From Microformats Wiki
Jump to navigation Jump to search

The Problem

HTML has long used the meta tag for metadata to describe the contents of a document. While this works well for "intrinsic" metadata related to authoring (e.g, category, copyright), there's no equivalent function for "extrinsic" metadata provided by the server or external sources (e.g., last accessed time, size, alternate representations).

To address this need, [WebDAV] defined a new set of "PROP" methods to create, search, and retrieve properties. Unfortunately, in addition to defining a whole new protocol this violates the [rest]ful notion of each resource having a URL for manipulating it. This raises the question, "What is the RESTful way to use HTML and HTTP to provide useful properties?"

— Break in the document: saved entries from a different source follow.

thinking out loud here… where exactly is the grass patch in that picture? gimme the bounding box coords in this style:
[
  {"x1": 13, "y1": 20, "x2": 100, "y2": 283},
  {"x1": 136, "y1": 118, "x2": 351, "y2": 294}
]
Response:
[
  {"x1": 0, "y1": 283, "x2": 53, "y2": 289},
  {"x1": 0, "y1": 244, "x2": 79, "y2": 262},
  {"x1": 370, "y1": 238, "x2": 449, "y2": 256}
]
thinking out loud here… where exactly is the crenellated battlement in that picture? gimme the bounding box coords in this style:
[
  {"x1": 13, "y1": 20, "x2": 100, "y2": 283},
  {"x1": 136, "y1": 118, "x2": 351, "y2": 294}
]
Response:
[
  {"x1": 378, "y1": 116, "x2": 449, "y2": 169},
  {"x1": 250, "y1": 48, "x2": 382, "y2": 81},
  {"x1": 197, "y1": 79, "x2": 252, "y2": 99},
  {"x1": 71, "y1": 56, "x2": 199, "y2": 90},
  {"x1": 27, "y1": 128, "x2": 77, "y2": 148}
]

Our proposal, currentlly called "relProperty", is motivated by the following principles:

  1. Every property must have at least one well-defined URL that points to it
  2. That URL must be useable to both retrieve and update that property
  3. There must be an easy way to discover all the properties associated with a given document.
  4. It must be simple to implement on existing web servers without requiring non-trivial modifications
  5. It should respect and build on existing microformat principles and practices
  6. It should be consistent with URL rest/opacity (properly understood)

While other systems (e.g., RDF) nominally attempt to solve similar problems, the advantage of a microformats approach are:

  • no new schemas or syntax to learn
  • easily embedded in standard, validated HTML
  • trivially accessed/updated via existing HTTP methods


Together, this implies that that the optimal way to associate a property with a document is via the HTML link tag (or the equivalent, if somewhat deprecated, HTTP Link: header). This provides the requisite mechanism for telling the client how to construct an appropriate URL for getting or setting each property, as in:

<link rel="property" href=".;prop1">

This syntax assumes precisely one property per link statement, though it may be possible/desireable to "chain" multiple property declarations into a single statement.


Since individual properties must each be explicitly specified by a link, they can in principle be expressed using any notation whatsoever. However, we here propose a convention for how to describe, chain, and hierarchicalize properties by using thesemicolon (";") as the first character of each property. This follows the convention used in, e.g. ColdFusion, and eases human-readability.

The proposed convention is as follows are:

  1. Each and every ';' in the URL indicates the beginning of a property
  2. Thus, multiple properties can be unambiguously chained into a single URL, though this SHOULD NOT be done unless the properties in question are very closely coupled (e.g. ";month=10;day=2")
  3. Within a given property, the user is free to define their own namespace. To avoid confusion with HTTP hierarchies, we recommned the use of '.' as an internal separator. However, due to the above rule, this does mean that the full namespace must be explicitly spelled out for every property

Response format

Unless otherwise specified, we recommend that property queries be returned as type "html", using XOXO encoding to return multiple or composite values.


primary document, returns HTML
get property, returns "<ol><li>2006T...</li></ol>"
set property "; owner" to the value "John Doe"
set two properties, ";status" and ";lastTested"

Open Issues

  • Is ".;prop1" the right 'href' syntax for a relative property?
  • Are those the right rules for chaining? Do we even need to worry about namespace/hierarchy?
  • Should we not allow multiple updates? If we do, should we just make "&" the separator instead of ';', for clarity
  • Would we need to worry about semicolon exploits?
Probably not in general, but any implementation which uses a database-style back end (vs. flat files) would need to guard against injection attacks. The ";" itself isn't the problem at all, expect for the fact that it was used as a "escape sequence" by some applications, with the terminal string fed directly into a database (bad!).
  • Are there other conventions we should follow/avoid?
  • Should the "Link:" tag itself be declared in HTTP "OPTIONS"?
  • How does this relate to RDF? Could a normative RDF schema be mapped into relProperty? Or just vice versa?